Too few companies have taken or plan to take the long-term, defensive measures necessary to survive and thrive in the wake of the Great Recession. Although businesses around the world are entering 2010 with an appropriately sober view of the business climate, only 28 percent say that reducing labor costs is a priority for 2010, only 26 percent have made managing cash flow a priority, only 16 percent say that balance sheets and debt restructuring are a priority, and only 13 percent have put exiting non-core businesses on the list of priorities.
These findings are drawn from a Boston Consulting Group (BCG) survey of 434 executives at companies with more than $1bn in annual revenue in seven countries. The survey was fielded in conjunction with the forthcoming book Accelerating Out of the Great Recession: Winning in a Slow-Growth Economy (McGraw-Hill, January 2010) by BCG senior partners David Rhodes and Daniel Stelter.

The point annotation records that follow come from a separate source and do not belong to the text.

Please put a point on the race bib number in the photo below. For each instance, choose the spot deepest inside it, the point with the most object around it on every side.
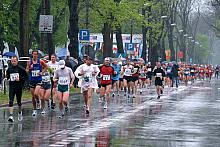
(106, 77)
(87, 77)
(54, 67)
(63, 81)
(127, 71)
(169, 71)
(187, 72)
(14, 76)
(46, 78)
(158, 74)
(35, 73)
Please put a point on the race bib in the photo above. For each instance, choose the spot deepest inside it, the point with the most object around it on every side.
(106, 77)
(187, 72)
(87, 77)
(169, 71)
(14, 76)
(54, 67)
(46, 78)
(63, 81)
(128, 71)
(35, 73)
(158, 74)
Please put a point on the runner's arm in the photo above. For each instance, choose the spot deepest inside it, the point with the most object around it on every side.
(44, 65)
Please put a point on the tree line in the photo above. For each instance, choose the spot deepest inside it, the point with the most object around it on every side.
(165, 24)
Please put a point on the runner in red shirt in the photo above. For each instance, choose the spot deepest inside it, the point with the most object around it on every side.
(201, 72)
(209, 72)
(106, 72)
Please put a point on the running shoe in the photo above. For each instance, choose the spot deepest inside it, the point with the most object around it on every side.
(61, 115)
(53, 105)
(66, 109)
(20, 116)
(11, 119)
(105, 106)
(100, 100)
(34, 113)
(161, 92)
(87, 110)
(141, 92)
(38, 105)
(43, 112)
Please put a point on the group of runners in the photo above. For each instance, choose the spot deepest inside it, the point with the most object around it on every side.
(50, 82)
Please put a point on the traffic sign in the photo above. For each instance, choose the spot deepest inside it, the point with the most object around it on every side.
(46, 23)
(84, 35)
(130, 48)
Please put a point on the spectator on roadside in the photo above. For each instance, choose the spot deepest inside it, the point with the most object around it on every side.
(175, 70)
(1, 69)
(68, 63)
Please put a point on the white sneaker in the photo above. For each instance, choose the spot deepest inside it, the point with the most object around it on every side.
(34, 113)
(11, 119)
(105, 106)
(61, 115)
(38, 105)
(20, 116)
(43, 112)
(87, 109)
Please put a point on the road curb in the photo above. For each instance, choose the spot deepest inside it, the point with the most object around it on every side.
(29, 101)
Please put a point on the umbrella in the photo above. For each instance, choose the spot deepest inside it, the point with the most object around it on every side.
(9, 54)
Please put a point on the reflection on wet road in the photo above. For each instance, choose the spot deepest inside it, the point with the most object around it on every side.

In the face of economic pressure, executives have focused on short-term defensive actions, the authors say. Between 50 percent and 70 percent of surveyed executives have made the easier, more obvious moves such as increasing their focus on key customers; reducing administrative and travel spending; renegotiating supplier contracts; and reducing inventory levels, marketing budgets, and wages. But far fewer have made, or plan to make, more wrenching, longer-term moves. Only 44 percent plan selective exits from product lines, only 39 percent plan selective exits from customer segments, and only 43 percent have taken or plan to take actions that involve divesting businesses and exiting sales channels.
"The slow-growth world that we're in, and should expect to be in for some time, fundamentally changes the nature of competition. Life is going to be harder," says Rhodes. "From now on, every day should be treated as if it were a World Series game -- because there will be no more regular season games."